Un homme qui prenait pour cibles des femmes au hasard dans la rue à Montréal, pour les agresser sexuellement, a plaidé coupable à huit chefs d’accusation, jeudi au palais de justice de Montréal.

Publié le 13 janvier
Isabelle Ducas
Isabelle Ducas La Presse

Sobhi Akra a gardé la tête baissée pendant que la procureure de la Couronne Carolyne Paquin a fait un résumé des cinq agressions sexuelles et trois tentatives d’agression sexuelle qu’il a commises entre octobre 2017 et novembre 2018.

L’homme de 38 ans semblait avoir le même modus operandi pour chaque victime : il surprenait les femmes par-derrière pour leur agripper les seins ou les parties génitales. Certaines agressions ont eu lieu en plein jour, d’autres le soir.

Dans un cas, Akra s’en est pris à une adolescente de 17 ans qui se rendait à l’école, vers 8 h le matin, en novembre 2018 : il a glissé sa main sous la jupe de son uniforme scolaire, avant de prendre la fuite en courant.

En février 2018, en début de soirée, il a agressé une femme qui arrivait chez elle en voiture.

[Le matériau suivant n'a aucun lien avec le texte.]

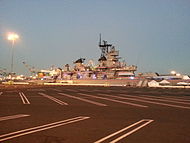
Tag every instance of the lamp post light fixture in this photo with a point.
(12, 37)
(173, 72)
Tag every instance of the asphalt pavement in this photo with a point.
(87, 114)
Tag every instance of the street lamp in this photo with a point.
(12, 37)
(173, 72)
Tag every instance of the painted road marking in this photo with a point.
(147, 121)
(82, 99)
(156, 99)
(113, 100)
(53, 99)
(152, 102)
(23, 98)
(56, 90)
(40, 128)
(13, 117)
(169, 98)
(36, 90)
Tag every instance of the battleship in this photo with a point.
(109, 67)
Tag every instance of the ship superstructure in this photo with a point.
(109, 66)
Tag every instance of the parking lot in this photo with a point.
(85, 114)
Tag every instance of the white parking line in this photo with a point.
(53, 99)
(13, 117)
(56, 90)
(147, 121)
(82, 99)
(40, 128)
(152, 102)
(169, 98)
(113, 100)
(23, 98)
(156, 99)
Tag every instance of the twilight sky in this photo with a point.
(152, 34)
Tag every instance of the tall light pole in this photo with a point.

Alors que la victime venait de se stationner et était penchée pour prendre des effets personnels qui se trouvaient sur la banquette arrière, Sobhi Akra lui a touché les fesses, puis les parties génitales, en lui disant : « Tu es tellement sexy, je veux te donner du plaisir. »

Il s’est ensuite excusé avant de prendre la fuite.

Une autre agression s’est produite sur le quai de la gare d’un train de banlieue, alors qu’une autre victime rentrait chez elle le soir après s’être entraînée au gym.

Lettres d’excuses

Sobhi Akra a admis tous ces faits, en plaidant coupable par l’intermédiaire d’une interprète qui faisait la traduction pour lui en arabe.

Le résidant de Saint-Laurent, qui travaille comme plombier, a commencé une thérapie en sexologie.

Il a aussi rédigé des lettres d’excuses à l’intention de ses huit victimes.

Avant qu’il reçoive sa peine, la procureure de la Couronne a demandé qu’il subisse une évaluation psychosexuelle.

Elle a aussi indiqué que les avocats de l’accusé avaient l’intention de demander une peine de prison de six mois moins un jour, afin de ne pas nuire aux démarches d’immigration d’Akra.